Position Title
Chef De Partie
Reporting To
Head Chef / Executive Chef
Department
Main Kitchen
Location
Midlands Park Hotel, Jessop Street, Portlaoise, Co.
Laois, Ireland.
Job Purpose
The Chef De Partie for the Midlands Park Hotel must be energetic, positive and thrive in a fast-paced environment.
This role requires a high level of energy and communication to deliver award winning levels of service effectively and efficiently to our fabulous guests.
The position will require the Chef De Partie to assist chefs in preparing, producing, and serving food.
Main Duties
To live to and embody the values of The Midlands Park Hotel.
To strive to achieve the MPH competencies required for the role.
To offer the highest level of guest service in the Food Production areas of the hotel, ensuring the 4* agreed standards are always achieved, that food is produced in a safe manner, with minimal wastage, and is cooked to the required specifications.
To offer the highest level of Guest Care.
Helping the Head Chef and Sous Chef to develop new dishes and menus.
Ensure the production is done according to the standard recipes at all times.
Check fridge and products thoroughly to avoid spoilage.
Ensures consistency in presentation of prepared food items.
Liaise with Executive Chef on communication between food and beverage production service.
Check all food is stored and handled as per the food control plan.
Oversees the preparation, cooking, and presentation of food in all kitchens.
Assists with all daily kitchen preparation work and station set up prior to service and maintains the highest quality food preparation standards.
Follow the "Clean as you go" policy and keep work areas and fridges tidy at all times.
Liaise with Banquet/Restaurant managers, supervisors and waiting staff as necessary to achieve high guest satisfaction.
Take on any other reasonable requests.
To offer the highest level of cleanliness in the Food Production areas of the hotel, ensuring the agreed standards are always achieved.
To always wear clean uniform and protective clothing as outlined in the hotel SOP.
To ensure a high standard of personal hygiene and grooming.
To comply with all HACCP procedures and guidelines as set out in the hotel HACCP policy.

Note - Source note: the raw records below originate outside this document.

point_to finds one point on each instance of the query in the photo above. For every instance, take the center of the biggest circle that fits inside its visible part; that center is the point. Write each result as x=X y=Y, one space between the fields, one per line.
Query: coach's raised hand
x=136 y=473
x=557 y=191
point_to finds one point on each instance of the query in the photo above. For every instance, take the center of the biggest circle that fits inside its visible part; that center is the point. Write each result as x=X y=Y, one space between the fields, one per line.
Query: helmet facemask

To document and report back to management any non-compliance in relation to HACCP control within the kitchen.
To be fully mobile in all areas of the kitchen – work on the section assigned each day.

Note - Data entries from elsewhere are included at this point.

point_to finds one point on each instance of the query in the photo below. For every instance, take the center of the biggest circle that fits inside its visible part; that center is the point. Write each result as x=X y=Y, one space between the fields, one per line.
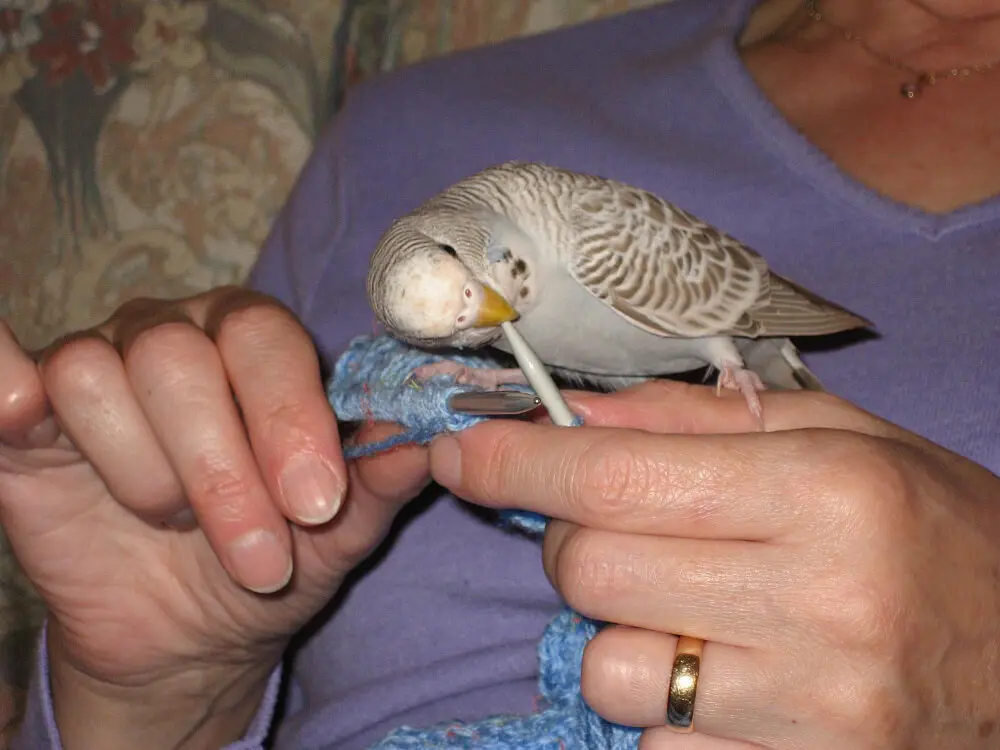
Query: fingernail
x=260 y=562
x=446 y=461
x=311 y=490
x=182 y=520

To work as part of the team, being aware of colleagues and their needs, and being always flexible.
To actively participate in any training designed to improve standards and performance levels.
To maintain all company policies and procedures.
To ensure that all hygiene regulations are always adhered to.
To comply with statutory and legal requirements for Health & Safety, Fire, Hygiene, Licensing and Employment.